Spencer Greenwood, a professor at the University of Prince Edward Island, Charlottetown, who was not part of the study, also found the endemism claim reasonable given they had only found one genetic subtype and that most birds had not shown evident signs of the disease.

Then again, only 11 out of the 33 infected mynas had exhibited signs of poor health, suggesting they were able to carry the infection without fatal consequences to themselves while potentially being able to spread the disease to other species. However, more studies will have to be conducted before we’re sure whether mynahs are a reservoir or a dead-end host. This is because the mynas have the potential to be a reservoir for this disease. Though the authors have found infection, the study does not address transmission to and from mynas as hosts.

The infection incidence was higher among male mynas than female ones. Nicholas Clark, a postdoctoral fellow at the University of Queensland, Brisbane, who has studied avian malaria in mynas, said, “Perhaps the males are more likely to come into close contact with pigeons and doves.” He added that researchers would have to study the behavioural ecology of males and females in the nest to know more. He was not involved in the study.

However, Ishtiaq said that mynas have no sexual dimorphism – so sexes can’t be told apart without surgical or molecular testing. So it would be easy to over- or under-estimate the number of birds of either sex.

But Tyler is confident about being to use subtle differences in morphometric measurements to their advantage. In this study, the researchers were familiar with the captured mynas and could confidently ascribe sex. Nonetheless, he and his colleagues remain unsure as to why mostly male mynas were infected with trichomonosis.

Greenwood said other aspects, such as a myna’s roosting behaviour, weather conditions, availability of food, closeness to breeding season, etc. need to be considered to figure out why more males seem to be infected.

He also thinks that sampling the pigeons that share habitat with the mynas and determining what type of strains they carry would be important. “It would be interesting to see if they have the same subtype and if they do, at what prevalence do they occur compared to other subtypes.”
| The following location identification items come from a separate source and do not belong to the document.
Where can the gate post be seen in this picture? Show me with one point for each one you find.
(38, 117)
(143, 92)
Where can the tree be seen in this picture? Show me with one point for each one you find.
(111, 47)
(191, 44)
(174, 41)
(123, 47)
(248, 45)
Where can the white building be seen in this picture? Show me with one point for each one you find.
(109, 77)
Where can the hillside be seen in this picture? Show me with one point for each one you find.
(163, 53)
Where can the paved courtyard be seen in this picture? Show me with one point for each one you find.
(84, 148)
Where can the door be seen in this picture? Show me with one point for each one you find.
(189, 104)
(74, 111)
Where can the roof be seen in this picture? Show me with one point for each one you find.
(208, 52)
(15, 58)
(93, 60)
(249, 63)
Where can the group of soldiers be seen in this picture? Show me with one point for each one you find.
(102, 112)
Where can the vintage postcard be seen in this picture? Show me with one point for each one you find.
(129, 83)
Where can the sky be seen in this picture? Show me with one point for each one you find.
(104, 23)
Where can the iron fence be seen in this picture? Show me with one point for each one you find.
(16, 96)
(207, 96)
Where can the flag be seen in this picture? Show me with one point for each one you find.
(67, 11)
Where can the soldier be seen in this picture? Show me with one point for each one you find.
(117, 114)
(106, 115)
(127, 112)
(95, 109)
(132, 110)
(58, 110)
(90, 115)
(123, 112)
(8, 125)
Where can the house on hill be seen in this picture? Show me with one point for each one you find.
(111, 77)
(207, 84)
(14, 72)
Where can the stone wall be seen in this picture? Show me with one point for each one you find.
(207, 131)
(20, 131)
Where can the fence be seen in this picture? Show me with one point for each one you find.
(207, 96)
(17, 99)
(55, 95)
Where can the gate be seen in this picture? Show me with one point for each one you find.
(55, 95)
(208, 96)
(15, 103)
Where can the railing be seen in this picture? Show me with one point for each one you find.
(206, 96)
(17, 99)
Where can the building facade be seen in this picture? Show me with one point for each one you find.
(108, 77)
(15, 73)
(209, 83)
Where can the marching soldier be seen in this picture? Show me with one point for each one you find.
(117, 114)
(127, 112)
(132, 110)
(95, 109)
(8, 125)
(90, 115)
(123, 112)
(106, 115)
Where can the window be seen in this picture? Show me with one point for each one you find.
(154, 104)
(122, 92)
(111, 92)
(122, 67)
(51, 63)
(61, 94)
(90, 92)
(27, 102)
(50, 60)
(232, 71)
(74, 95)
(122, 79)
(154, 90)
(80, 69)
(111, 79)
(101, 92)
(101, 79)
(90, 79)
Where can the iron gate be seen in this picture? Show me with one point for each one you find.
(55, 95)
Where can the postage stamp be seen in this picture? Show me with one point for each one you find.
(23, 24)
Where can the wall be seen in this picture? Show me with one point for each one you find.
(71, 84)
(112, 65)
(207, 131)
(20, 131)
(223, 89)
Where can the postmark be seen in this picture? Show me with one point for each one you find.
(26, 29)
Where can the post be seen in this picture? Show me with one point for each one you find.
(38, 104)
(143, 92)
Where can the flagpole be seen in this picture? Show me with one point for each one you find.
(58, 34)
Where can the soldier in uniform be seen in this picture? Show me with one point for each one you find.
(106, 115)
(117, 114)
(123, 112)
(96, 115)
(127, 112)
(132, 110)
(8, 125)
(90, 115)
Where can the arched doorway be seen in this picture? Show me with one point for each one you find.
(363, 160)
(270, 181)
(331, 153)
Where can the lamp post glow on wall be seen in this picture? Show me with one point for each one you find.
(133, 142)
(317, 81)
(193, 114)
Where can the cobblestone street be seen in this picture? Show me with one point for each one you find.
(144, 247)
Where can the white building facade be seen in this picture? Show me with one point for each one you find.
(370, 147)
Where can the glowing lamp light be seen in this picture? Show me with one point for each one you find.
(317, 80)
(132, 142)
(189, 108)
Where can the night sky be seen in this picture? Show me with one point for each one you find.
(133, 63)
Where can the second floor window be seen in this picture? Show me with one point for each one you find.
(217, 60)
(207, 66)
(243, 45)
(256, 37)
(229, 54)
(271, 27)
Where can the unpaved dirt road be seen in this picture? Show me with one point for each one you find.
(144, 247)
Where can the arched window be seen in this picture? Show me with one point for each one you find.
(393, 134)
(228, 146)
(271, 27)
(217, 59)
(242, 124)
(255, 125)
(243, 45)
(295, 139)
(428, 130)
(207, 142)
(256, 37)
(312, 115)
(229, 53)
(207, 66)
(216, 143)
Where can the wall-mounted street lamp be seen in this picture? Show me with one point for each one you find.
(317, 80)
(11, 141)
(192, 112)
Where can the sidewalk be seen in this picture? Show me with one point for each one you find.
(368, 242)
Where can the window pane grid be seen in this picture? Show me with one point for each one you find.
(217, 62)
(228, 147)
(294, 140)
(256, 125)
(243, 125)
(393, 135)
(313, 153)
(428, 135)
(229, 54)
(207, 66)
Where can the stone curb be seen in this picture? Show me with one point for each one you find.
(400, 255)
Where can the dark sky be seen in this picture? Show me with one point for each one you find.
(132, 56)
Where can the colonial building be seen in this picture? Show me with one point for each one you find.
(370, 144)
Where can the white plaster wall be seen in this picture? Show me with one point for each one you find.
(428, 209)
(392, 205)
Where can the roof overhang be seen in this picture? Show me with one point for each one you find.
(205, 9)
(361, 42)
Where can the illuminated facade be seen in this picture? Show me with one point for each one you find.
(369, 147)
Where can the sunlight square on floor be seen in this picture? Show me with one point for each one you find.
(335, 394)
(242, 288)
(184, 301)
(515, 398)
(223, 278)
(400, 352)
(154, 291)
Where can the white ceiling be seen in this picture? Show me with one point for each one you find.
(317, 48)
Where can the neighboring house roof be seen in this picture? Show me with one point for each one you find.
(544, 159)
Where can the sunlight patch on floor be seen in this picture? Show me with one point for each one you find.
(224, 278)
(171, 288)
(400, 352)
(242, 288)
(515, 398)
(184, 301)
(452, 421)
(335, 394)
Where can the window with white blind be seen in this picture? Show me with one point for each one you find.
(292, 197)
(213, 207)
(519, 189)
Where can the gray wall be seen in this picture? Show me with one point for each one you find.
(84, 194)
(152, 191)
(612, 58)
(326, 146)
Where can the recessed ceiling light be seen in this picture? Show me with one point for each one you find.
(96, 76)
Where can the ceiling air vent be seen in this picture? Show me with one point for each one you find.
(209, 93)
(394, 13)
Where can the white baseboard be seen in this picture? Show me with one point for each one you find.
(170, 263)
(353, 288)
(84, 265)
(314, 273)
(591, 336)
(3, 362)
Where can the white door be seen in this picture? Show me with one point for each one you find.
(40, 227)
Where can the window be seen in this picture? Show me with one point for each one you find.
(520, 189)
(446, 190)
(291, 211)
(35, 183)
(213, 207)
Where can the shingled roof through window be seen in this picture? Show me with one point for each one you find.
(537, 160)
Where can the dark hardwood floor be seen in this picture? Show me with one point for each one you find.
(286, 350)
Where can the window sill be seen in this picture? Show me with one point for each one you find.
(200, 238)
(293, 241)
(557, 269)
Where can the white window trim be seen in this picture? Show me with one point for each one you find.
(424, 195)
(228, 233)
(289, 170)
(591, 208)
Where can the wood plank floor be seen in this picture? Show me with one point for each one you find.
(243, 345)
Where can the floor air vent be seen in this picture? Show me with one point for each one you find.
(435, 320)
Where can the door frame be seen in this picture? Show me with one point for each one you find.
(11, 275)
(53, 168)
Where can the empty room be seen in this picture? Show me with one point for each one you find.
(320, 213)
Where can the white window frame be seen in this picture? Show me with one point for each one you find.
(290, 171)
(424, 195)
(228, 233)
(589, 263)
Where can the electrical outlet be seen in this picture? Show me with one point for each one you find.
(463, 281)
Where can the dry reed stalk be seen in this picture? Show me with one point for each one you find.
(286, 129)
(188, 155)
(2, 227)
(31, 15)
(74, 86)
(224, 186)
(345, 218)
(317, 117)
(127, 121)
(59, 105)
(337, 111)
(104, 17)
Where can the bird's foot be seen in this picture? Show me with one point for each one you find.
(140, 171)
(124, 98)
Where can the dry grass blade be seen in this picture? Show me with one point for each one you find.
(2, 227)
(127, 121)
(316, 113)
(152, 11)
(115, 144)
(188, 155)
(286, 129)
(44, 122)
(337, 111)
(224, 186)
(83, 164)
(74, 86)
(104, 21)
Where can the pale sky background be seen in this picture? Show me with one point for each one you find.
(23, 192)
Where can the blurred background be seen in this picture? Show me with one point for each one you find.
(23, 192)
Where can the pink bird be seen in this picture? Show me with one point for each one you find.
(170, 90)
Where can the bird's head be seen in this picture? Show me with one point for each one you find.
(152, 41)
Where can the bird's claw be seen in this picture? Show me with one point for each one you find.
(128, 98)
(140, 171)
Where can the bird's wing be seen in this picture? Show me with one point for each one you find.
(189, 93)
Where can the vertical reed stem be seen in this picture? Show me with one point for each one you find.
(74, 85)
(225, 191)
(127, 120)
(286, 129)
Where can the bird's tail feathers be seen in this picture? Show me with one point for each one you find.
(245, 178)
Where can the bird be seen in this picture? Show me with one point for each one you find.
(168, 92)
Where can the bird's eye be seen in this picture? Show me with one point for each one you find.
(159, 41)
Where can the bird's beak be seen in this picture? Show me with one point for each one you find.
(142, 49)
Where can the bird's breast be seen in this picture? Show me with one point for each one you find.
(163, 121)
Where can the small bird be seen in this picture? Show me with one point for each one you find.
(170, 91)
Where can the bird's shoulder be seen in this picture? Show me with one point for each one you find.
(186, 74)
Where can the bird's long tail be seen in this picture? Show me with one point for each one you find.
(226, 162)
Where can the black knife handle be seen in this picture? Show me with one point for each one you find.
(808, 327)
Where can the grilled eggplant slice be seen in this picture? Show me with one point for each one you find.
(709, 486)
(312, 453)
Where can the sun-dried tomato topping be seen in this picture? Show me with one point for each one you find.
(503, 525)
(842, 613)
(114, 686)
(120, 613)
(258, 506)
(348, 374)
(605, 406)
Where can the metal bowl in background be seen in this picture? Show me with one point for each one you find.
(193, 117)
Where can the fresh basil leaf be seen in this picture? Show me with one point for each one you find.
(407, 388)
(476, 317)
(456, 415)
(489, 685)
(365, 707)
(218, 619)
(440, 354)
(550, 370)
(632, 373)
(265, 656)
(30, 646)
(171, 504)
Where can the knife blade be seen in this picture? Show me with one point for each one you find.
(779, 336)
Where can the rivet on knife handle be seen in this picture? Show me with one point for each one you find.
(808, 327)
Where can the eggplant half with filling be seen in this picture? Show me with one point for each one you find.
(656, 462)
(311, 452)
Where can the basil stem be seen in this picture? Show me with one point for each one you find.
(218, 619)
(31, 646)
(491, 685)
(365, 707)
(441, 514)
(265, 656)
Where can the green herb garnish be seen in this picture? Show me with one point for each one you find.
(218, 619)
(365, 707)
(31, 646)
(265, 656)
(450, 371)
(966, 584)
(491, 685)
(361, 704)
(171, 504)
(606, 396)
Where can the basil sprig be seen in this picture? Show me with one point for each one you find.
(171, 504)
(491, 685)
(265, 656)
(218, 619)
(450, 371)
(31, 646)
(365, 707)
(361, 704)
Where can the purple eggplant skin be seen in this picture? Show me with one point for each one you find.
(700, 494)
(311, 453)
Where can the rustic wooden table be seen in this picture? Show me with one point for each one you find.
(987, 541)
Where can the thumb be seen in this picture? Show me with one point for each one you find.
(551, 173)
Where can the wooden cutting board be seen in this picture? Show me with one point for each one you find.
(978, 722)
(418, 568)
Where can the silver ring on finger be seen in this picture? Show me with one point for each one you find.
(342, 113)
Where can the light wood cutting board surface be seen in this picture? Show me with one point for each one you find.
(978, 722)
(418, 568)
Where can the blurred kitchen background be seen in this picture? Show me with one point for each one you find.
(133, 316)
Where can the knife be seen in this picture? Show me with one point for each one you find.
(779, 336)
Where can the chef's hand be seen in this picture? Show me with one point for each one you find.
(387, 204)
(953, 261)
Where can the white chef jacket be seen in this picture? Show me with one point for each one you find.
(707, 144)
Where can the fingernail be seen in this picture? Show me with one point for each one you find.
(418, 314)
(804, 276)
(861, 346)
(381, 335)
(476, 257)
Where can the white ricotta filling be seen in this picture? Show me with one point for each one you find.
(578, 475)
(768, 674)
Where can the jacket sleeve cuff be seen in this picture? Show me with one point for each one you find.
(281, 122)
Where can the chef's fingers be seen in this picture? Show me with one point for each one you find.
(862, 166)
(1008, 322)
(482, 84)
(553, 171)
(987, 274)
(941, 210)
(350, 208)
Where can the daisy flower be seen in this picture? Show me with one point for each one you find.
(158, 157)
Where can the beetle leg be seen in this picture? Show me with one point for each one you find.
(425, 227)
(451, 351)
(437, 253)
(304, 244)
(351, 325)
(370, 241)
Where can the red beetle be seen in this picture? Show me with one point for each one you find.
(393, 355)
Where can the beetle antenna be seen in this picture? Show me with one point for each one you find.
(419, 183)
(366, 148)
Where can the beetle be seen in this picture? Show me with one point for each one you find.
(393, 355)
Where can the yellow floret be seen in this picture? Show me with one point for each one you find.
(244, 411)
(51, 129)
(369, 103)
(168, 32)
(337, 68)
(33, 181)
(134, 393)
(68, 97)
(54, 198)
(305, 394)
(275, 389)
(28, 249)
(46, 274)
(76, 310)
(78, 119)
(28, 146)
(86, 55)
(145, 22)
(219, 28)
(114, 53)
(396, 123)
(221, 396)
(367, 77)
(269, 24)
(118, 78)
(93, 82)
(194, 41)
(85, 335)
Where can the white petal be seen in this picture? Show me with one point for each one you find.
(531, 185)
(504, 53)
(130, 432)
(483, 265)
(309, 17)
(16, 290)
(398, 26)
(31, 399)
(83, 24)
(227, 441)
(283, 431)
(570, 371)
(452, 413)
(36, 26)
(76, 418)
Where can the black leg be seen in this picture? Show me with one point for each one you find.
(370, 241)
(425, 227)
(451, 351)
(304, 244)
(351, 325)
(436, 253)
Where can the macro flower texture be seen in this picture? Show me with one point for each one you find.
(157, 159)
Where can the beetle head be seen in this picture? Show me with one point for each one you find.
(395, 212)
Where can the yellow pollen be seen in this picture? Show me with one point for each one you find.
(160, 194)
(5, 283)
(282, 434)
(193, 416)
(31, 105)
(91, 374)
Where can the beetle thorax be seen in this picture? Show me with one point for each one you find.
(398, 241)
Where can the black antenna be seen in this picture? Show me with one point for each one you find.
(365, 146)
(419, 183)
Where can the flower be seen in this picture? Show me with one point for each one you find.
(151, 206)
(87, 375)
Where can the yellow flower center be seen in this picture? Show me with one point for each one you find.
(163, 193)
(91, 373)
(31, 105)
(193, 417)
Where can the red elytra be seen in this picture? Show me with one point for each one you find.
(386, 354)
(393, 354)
Protozoan parasites cause some of the world’s worst diseases. Because a lot of them are restricted to the developing world, studies such as this demonstrate the importance of studying emerging infectious diseases and their social and economic repercussions. “Mynas have already been implicated in the spread of bird flu through contact with poultry,” Tyler said, “so this could be of concern to poultry farmers.”

His team plans to work with groups in India and other places where mynas thrive.

Ishtiaq thinks that they have made a good start in understanding the host and geographical range of trichomonosis, and feels it would be good to test the common rosefinch for T. gallinae. This is the only finch species that migrates to South Asia and comes in contact with other resident birds. “I have seen many shared avian malaria parasites between resident finches and common rosefinch,” she said.

The study was published in the journal Parasitology on April 23, 2018.

Rashmi Bhat is a wildlife researcher with an overarching interest in applied conservation biology. She is based in Bengaluru, India.